4. Regarding the fact of the case, it is stated by the management that on 25th January, 1973, at about 9 p.m. the workman was asked to repair the electric horn in the car MDK 2391, by the Supervisor of the respondent management. As the workman refused to do the same it was reported to the Managing Director and the Managing Director himself directly asked the workman to do so. Even after the orders of the Managing Director the workman refused to repair the electric horn saying that whatever work he may do, the management will not be satisfied and, therefore, he will not repair the electric horn. Thereafter the work of the entire establishment was suspended and an enquiry was held immediately. The evidence of all the workers proved the misconduct of the workman and thereafter an apology of the workman was demanded in person. The workman refused to do the work and also refused to apologise. The workman also refused to receive the order tendered in person demanding an apology. The management has further stated that he also threatened that he will come back and create nuisance in the workshop. Therefore, according to the management he was suspended from service with effect from 27th January, 1973, and he was informed of the finding as well as the demand for apology which he refused till that date. He did not turn up for work as requested by the management in its several letters and hence he was removed from service with effect from 10th February, 1973. In respect of this allegation the Labour Court also went into the evidence let in before it was observed -
"Though as I said before, the domestic enquiry under Ex.M. 4 cannot be said to have been conducted in accordance with law, yet, the management has now established misconduct and disobedience alleged against the petitioner and, therefore, he is liable to be punished with dismissal of service."

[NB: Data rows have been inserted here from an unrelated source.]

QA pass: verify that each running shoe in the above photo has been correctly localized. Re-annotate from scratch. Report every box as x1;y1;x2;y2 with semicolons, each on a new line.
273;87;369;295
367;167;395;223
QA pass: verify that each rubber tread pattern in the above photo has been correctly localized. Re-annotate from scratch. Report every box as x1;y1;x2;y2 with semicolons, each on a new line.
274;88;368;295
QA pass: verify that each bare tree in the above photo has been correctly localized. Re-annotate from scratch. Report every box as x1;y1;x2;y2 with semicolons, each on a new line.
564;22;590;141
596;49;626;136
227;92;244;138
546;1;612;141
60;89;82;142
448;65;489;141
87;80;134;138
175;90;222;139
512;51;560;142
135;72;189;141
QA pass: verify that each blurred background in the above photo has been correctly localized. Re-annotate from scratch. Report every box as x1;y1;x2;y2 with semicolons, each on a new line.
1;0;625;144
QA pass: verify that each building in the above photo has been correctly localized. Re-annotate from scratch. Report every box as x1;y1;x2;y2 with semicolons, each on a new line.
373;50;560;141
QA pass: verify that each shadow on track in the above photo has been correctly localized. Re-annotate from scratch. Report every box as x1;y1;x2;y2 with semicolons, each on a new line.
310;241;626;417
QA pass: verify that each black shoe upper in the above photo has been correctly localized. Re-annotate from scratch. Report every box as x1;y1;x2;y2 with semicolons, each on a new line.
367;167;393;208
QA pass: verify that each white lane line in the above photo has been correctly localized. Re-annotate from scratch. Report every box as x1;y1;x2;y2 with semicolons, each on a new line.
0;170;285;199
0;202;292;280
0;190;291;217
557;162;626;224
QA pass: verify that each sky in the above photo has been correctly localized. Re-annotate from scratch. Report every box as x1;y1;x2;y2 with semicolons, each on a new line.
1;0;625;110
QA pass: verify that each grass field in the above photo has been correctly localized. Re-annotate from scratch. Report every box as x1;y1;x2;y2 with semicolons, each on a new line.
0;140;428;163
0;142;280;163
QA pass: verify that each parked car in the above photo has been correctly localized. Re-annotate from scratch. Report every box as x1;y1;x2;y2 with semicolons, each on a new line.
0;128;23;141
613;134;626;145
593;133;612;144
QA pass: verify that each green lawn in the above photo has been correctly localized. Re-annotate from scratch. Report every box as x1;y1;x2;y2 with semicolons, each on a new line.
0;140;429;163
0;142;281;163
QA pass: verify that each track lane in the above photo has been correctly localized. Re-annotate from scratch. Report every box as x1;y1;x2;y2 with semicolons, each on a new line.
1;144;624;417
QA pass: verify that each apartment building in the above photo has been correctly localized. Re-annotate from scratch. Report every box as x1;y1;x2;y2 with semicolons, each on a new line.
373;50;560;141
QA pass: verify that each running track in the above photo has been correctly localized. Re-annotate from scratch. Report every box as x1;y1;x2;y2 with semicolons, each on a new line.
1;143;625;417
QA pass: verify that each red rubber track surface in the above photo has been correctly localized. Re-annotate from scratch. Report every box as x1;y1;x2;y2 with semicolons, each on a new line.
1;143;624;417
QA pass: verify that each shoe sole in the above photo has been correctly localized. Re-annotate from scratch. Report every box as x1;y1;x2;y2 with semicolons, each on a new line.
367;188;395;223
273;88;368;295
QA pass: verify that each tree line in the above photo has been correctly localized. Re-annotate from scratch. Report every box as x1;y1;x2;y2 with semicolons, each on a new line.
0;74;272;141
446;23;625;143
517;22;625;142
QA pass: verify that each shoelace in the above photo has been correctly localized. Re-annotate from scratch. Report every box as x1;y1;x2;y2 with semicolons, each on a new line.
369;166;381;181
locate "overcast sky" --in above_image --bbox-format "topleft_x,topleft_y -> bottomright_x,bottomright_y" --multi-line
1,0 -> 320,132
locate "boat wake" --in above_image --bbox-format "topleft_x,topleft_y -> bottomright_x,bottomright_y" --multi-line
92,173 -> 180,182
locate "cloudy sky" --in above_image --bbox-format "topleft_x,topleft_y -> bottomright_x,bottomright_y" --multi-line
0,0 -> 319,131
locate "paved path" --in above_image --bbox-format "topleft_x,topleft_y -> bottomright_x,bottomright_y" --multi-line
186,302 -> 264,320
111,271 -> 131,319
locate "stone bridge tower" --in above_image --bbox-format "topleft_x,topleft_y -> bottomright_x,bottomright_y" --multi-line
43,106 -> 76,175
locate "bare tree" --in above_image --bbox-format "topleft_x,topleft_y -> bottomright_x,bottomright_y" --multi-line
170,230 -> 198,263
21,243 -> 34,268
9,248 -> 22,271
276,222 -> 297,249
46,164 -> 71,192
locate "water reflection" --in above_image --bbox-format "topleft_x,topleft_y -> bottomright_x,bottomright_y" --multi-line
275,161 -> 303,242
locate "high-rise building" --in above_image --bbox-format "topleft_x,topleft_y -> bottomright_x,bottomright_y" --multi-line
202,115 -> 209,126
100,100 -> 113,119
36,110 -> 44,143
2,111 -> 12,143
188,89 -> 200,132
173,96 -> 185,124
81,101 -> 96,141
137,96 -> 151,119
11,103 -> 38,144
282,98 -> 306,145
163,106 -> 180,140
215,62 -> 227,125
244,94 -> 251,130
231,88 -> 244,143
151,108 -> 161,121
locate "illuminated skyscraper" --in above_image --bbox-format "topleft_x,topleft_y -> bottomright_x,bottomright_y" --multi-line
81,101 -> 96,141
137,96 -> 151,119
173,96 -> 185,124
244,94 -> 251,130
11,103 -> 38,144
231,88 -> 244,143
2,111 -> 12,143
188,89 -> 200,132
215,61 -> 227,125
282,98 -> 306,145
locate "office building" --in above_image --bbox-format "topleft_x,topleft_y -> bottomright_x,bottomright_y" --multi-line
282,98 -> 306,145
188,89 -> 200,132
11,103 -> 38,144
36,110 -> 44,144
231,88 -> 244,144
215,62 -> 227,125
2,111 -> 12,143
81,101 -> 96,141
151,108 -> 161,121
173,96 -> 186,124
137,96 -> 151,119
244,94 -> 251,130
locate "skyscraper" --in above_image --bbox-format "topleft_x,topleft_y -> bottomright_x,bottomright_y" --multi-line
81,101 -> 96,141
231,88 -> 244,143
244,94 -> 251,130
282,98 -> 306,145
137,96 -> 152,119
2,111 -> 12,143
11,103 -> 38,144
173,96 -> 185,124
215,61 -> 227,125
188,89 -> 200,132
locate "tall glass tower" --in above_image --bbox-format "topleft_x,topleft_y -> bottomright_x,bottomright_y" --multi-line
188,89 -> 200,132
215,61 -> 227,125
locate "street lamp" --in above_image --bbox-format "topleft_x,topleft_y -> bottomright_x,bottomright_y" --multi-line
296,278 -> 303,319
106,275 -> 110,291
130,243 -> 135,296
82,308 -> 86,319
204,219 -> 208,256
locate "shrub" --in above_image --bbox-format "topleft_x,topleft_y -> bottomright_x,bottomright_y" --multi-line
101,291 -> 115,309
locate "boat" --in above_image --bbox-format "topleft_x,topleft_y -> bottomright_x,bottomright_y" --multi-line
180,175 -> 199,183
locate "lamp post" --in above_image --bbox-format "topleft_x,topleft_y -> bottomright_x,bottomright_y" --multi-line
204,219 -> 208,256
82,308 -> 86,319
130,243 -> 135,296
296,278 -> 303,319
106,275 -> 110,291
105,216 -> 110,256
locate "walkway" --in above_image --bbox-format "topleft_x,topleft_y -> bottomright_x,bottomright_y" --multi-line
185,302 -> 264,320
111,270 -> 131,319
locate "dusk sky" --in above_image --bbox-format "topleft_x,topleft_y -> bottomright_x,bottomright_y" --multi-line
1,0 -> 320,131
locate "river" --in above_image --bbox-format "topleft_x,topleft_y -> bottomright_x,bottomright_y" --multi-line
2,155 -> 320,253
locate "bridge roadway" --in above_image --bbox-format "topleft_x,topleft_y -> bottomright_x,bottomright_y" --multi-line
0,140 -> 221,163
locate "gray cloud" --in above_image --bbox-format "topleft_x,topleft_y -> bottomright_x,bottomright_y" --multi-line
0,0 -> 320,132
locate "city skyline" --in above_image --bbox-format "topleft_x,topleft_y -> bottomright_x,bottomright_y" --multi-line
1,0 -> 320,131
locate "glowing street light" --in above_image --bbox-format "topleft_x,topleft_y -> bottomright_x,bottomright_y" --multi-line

Thus, it is clear from the fact of this case that the workman has been properly dismissed from service and the Labour Court has found categorically that dismissal from service is justified. From the facts of the case, it is clear that the Labour Court, in the absence of a finding to the effect that the discharge or dismissal was not justified, has no power to award a compensation as it has done in this case, treating it as a case of retrenchment. As the order is clearly in violation of S. 11-A of the Act, the management has rightly questioned the power of the Labour Court in giving such an award in spite of the fact that the Labour Court has come to the conclusion that the dismissal was justified.
5. In these circumstances, the writ appeal is allowed with the result the retrenchment compensation awarded by the Labour Court is quashed. There will be no order as to costs.
6. It is stated by the learned counsel appearing for the appellant that the appellant has deposited the retrenchment compensation awarded by the Labour Court into the Labour Court. The appellant is entitled to withdraw the same.